Single by H.E.R. featuring Chris Brown

from the album Back of My Mind
- Released: April 23, 2021
- Recorded: 2021
- Genre: R&B
- Length: 3:34
- Label: RCA;
- Songwriters: Gabriella Wilson; Christopher Brown;
- Producers: Cardiak; Mike Will Made It; Mr. Wu10;

H.E.R. singles chronology
| "Fight for You" (2021) | "Come Through" (2021) | "Find a Way" (2021) |

Chris Brown singles chronology
| "Already Best Friends" (2021) | "Come Through" (2021) | "Rain Down" (2021) |

Music video
- "Come Through" on YouTube

= Come Through (H.E.R. song) =

2021 single by H.E.R

"Come Through" is a song written and performed by American singer H.E.R. featuring fellow American singer Chris Brown, released on April 23, 2021 through RCA Records as the third single from her debut studio album Back of My Mind (2021). The R&B duet was produced by Cardiak, Mike Will Made It and Mr.
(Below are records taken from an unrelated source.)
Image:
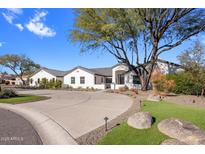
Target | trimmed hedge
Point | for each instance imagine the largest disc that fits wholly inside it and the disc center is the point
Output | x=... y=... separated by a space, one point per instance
x=7 y=93
x=184 y=84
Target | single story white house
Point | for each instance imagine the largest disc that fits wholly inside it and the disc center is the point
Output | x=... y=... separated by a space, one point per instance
x=49 y=74
x=99 y=78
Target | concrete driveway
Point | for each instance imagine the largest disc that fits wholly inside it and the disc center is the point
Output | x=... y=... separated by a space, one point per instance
x=79 y=112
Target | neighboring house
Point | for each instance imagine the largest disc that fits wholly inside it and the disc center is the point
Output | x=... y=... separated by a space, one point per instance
x=49 y=74
x=7 y=79
x=100 y=78
x=19 y=82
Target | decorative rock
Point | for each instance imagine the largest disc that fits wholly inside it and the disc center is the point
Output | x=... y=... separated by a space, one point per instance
x=182 y=130
x=155 y=98
x=140 y=120
x=172 y=142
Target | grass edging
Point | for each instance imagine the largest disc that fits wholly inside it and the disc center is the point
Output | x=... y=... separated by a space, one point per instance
x=152 y=136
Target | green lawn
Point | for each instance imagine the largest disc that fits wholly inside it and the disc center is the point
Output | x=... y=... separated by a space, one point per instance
x=22 y=99
x=127 y=135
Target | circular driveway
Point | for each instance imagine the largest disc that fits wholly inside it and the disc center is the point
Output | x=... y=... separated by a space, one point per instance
x=79 y=112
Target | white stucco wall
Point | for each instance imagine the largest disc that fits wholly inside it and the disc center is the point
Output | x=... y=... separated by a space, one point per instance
x=118 y=68
x=77 y=73
x=166 y=68
x=40 y=75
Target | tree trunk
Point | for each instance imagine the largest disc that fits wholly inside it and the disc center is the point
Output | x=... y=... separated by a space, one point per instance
x=202 y=92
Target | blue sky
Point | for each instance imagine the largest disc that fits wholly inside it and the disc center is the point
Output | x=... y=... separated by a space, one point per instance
x=42 y=34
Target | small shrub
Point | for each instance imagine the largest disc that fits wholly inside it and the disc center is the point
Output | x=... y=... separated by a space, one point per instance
x=161 y=83
x=7 y=93
x=184 y=84
x=134 y=90
x=123 y=89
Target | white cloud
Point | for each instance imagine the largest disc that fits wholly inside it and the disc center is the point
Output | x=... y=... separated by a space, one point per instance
x=9 y=18
x=15 y=10
x=11 y=14
x=37 y=26
x=1 y=44
x=20 y=27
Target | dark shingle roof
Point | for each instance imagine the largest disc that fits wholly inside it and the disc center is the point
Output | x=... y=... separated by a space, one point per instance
x=54 y=72
x=107 y=71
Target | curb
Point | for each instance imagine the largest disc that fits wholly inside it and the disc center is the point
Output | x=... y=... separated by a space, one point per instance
x=50 y=132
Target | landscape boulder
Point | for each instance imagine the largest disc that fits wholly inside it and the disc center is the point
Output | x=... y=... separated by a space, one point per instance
x=172 y=142
x=152 y=97
x=183 y=131
x=140 y=120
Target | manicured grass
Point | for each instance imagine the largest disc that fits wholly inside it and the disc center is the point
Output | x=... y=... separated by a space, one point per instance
x=127 y=135
x=22 y=99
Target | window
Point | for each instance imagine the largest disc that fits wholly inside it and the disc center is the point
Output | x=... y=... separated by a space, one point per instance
x=31 y=81
x=95 y=80
x=82 y=80
x=136 y=79
x=102 y=80
x=108 y=80
x=72 y=80
x=120 y=79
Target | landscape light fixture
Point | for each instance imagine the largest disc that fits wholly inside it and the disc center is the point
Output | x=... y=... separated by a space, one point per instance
x=106 y=119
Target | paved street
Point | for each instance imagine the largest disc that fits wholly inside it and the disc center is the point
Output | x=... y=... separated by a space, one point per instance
x=14 y=129
x=79 y=112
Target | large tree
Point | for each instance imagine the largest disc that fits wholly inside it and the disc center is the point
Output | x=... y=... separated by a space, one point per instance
x=136 y=37
x=19 y=64
x=193 y=61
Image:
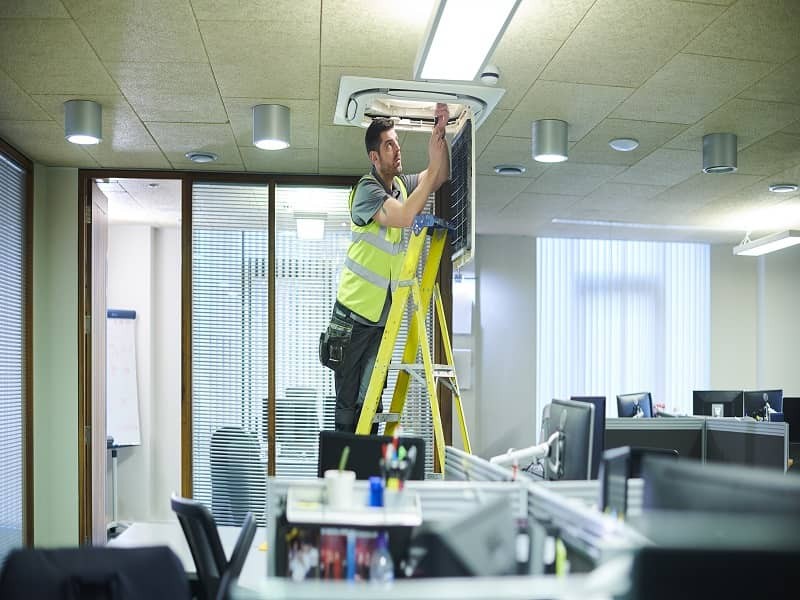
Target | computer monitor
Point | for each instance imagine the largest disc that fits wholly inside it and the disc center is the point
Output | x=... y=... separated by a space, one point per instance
x=755 y=402
x=694 y=486
x=571 y=458
x=718 y=403
x=598 y=434
x=791 y=414
x=633 y=405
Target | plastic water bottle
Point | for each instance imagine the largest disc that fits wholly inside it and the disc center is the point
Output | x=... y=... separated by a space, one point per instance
x=381 y=566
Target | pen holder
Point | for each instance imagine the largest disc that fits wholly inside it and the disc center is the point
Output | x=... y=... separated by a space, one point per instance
x=339 y=488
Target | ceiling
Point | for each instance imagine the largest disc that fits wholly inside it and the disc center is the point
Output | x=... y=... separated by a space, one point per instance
x=181 y=75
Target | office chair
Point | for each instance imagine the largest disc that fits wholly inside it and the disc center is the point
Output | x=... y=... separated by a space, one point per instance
x=365 y=453
x=238 y=475
x=215 y=573
x=94 y=572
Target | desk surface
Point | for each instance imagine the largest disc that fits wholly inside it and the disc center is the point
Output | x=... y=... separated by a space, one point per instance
x=169 y=533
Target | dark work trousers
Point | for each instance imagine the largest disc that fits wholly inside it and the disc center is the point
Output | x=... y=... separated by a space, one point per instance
x=352 y=377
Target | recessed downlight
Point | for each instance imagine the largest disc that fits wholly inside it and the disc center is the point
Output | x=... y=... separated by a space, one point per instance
x=624 y=144
x=783 y=188
x=201 y=156
x=509 y=169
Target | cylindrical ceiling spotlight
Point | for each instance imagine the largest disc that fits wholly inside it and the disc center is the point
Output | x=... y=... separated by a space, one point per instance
x=83 y=122
x=271 y=126
x=719 y=153
x=549 y=140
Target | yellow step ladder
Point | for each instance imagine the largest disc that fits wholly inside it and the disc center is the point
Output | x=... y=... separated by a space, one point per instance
x=427 y=373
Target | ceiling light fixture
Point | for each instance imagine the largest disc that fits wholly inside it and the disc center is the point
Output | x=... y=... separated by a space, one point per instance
x=549 y=140
x=783 y=188
x=271 y=127
x=509 y=169
x=466 y=29
x=201 y=156
x=765 y=245
x=83 y=122
x=719 y=153
x=624 y=144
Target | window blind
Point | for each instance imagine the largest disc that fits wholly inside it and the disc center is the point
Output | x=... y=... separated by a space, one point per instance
x=12 y=229
x=616 y=317
x=230 y=348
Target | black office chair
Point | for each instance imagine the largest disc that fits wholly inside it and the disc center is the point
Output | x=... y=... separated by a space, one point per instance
x=94 y=572
x=238 y=475
x=365 y=453
x=215 y=573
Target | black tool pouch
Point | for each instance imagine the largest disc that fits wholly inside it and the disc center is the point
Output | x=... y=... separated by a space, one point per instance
x=334 y=340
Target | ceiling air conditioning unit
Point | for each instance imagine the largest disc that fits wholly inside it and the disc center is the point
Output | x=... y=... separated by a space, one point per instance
x=411 y=103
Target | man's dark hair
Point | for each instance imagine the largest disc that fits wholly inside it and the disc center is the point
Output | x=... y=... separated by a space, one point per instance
x=372 y=139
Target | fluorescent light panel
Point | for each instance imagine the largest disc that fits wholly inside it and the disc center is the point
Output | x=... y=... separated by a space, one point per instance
x=461 y=37
x=770 y=243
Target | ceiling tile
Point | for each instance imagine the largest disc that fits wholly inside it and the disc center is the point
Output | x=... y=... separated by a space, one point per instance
x=750 y=120
x=44 y=143
x=51 y=56
x=146 y=30
x=366 y=35
x=763 y=30
x=577 y=179
x=303 y=122
x=17 y=105
x=505 y=150
x=290 y=160
x=171 y=92
x=176 y=139
x=663 y=167
x=582 y=106
x=33 y=9
x=773 y=154
x=594 y=148
x=688 y=87
x=782 y=85
x=623 y=42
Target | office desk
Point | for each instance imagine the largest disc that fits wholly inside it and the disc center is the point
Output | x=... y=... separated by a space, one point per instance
x=169 y=533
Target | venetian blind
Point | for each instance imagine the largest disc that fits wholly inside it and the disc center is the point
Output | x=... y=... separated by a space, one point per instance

Wu10.

==Composition==
"Come Through" is an R&B slow jam where the singers trade lines about wanting the other to cancel their plans for a possible late-night sneaky link with a close circle of friends who are looking to "get faded".

==Live performances==
On September 20, 2021, H.E.R. and Brown performed the song live together for the first time, marking Brown's first live performance following the beginning of COVID-19 restrictions

==Music video==
The music video was released on May 13, 2021. Throughout the music video, H.E.R. and Chris Brown are seen dancing with their respective partners who appear to be apprehensive about what's going on, ending up dancing together flirtatiously in a cabin setting.

==Charts==
===Weekly charts===

| Chart (2021) | Peak position |
|---|---|
| Australia (ARIA) | 96 |
| Canada Hot 100 (Billboard) | 91 |
| Global 200 (Billboard) | 74 |
| Netherlands (Single Tip) | 8 |
| New Zealand Hot Singles (RMNZ) | 3 |
| UK Singles (OCC) | 75 |
| US Billboard Hot 100 | 64 |
| US Adult R&B Songs (Billboard) | 1 |
| US Hot R&B/Hip-Hop Songs (Billboard) | 23 |
| US R&B/Hip-Hop Airplay (Billboard) | 7 |
| US Rhythmic Airplay (Billboard) | 16 |

===Year-end charts===

| Chart (2021) | Position |
|---|---|
| US Hot R&B/Hip-Hop Songs (Billboard) | 60 |

==Certifications==

| Region | Certification | Certified units/sales |
| Brazil (Pro-Música Brasil) | Platinum | 40,000^{‡} |
| New Zealand (RMNZ) | Gold | 15,000^{‡} |
| United States (RIAA) | Platinum | 1,000,000^{‡} |
^{‡} Sales+streaming figures based on certification alone.